이때 버킷이름은 자신의 이니셜을 사용해 만듭니다. 이미 동일한 버킷이 존재할 경우 생성할 수 없습니다.

2024-07-08_00-47-27 1.png

aws s3 mb s3://{버킷이름}-{리전}

이 리포지토리의 콘텐츠를 다운로드하고 압축을 푼 다음 다운로드한 콘텐츠를 앞에서 만든 S3 버킷에 넣습니다.

export AWS_BUCKET={버킷이름}-{리전}
git clone https://github.com/hmkim/quickstart-hail.git
cd quickstart-hail
aws s3 sync . s3://$AWS_BUCKET/quickstart-hail/ --exclude ".git/*"

Amazon S3 콘솔로 접속하여 버킷 및 디렉토리를확인합니다.

스택 실행

CloudFormation 콘솔로 진입합니다.

Screenshot_2024-06-21_at_10.26.55_PM.png

새로운 스택을 생성합니다. 이때 With new resources (standard)로 선택합니다.

Screenshot_2024-06-21_at_10.27.22_PM.png

Amazon S3 콘솔로 접속하여 앞에서 업로드한 template 디렉토리 내의 hail-launcher.template.yaml을 선택하고 Copy URL을 클릭합니다. 경로는 다음과 같습니다.

{본인이만든버킷명} > quickstart-hail > templates > hail-launcher.template.yaml

이 주소를 CloudFormation 스택 생성시 템플릿 주소로 입력하고 스택을 만듭니다.
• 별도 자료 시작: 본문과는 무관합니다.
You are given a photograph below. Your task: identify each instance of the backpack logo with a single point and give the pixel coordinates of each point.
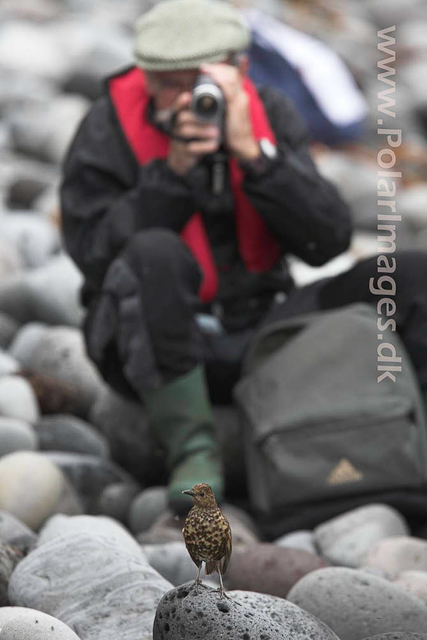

Hail 스택을 만들기 위한 정보 입력을 진행합니다.

Stack 이름을 임의로 입력합니다.

Untitled 1.png

VPC를 선택합니다. 같은 VPC내 Subnet을 하나 선택합니다. 이 실습에서는 public으로 선택합니다.

Untitled 2.png

필요한 버킷들을 추가로 만들도록 설정해봅니다.

quickstart-hail 폴더를 업로드한 기존의 버킷명도 입력하고 리전도 확인합니다.

Untitled 3.png

Untitled 4.png

최종적으로 스택을 생성합니다.

Untitled 5.png

Untitled 6.png

CloudFormation 내에서 스택 생성을 확인합니다.

Untitled 7.png

최상위 스택에서 CREATE_COMPLETE 메세지와 함께 아래와 같이 portfolio가 출력에 나왔다 면 정상 실행되었음을 확인할 수 있습니다.

Hail 및 VEP를 위한 AMI 생성

VEP 데이터 사전 다운로드 및 버킷 내 저장

VEP의 경우 미리 다운로드하여 앞에서 스택을 통해 생성 또는 입력한 버킷 (여기서는 CloudFormation의 Outputs 중 bucketHail 값을 사용했습니다.)에 위치시켜 놓을 수 있습니다.

Untitled 9.png

Untitled 10.png

wget 명령어를 사용한 VEP 데이터 다운로드

wget ftp://ftp.ensembl.org/pub/release-112/variation/vep/homo_sapiens_vep_112_GRCh37.tar.gz

이후 버킷에 업로드합니다.

aws s3 cp homo_sapiens_vep_112_GRCh37.tar.gz s3://{버킷명}/vep/cache/

AMI 빌드

CodeBuild 콘솔로 진입하여 각각 새로운 AMI 빌드를 시도합니다. Start build > Start with overrides를 선택합니다.

Untitled 11.png

Environment 섹션의 Additional configuration 을 확장해서 필요한 값을 입력합니다.

Untitled 12.png

Untitled 13.png

HAIL_VERSION	0.2.105
HTSLIB_VERSION	1.20
SAMTOOLS_VERSION	1.20

만일 hail-vep (VEP와 함께 설치) 옵션으로 빌드할 경우라면..

HAIL_VERSION 0.2.105

HTSLIB_VERSION 1.20

SAMTOOLS_VERSION 1.20

VEP_VERSION

RODA_BUCKET <VEP 다운로드 받은 버킷명>

VEP 버전의 hail빌드시 약 1시간 38분 소요

빌드 후 약 20분이 지나면 hail 이미지 빌드가 완료된 것을 확인할 수 있었습니다.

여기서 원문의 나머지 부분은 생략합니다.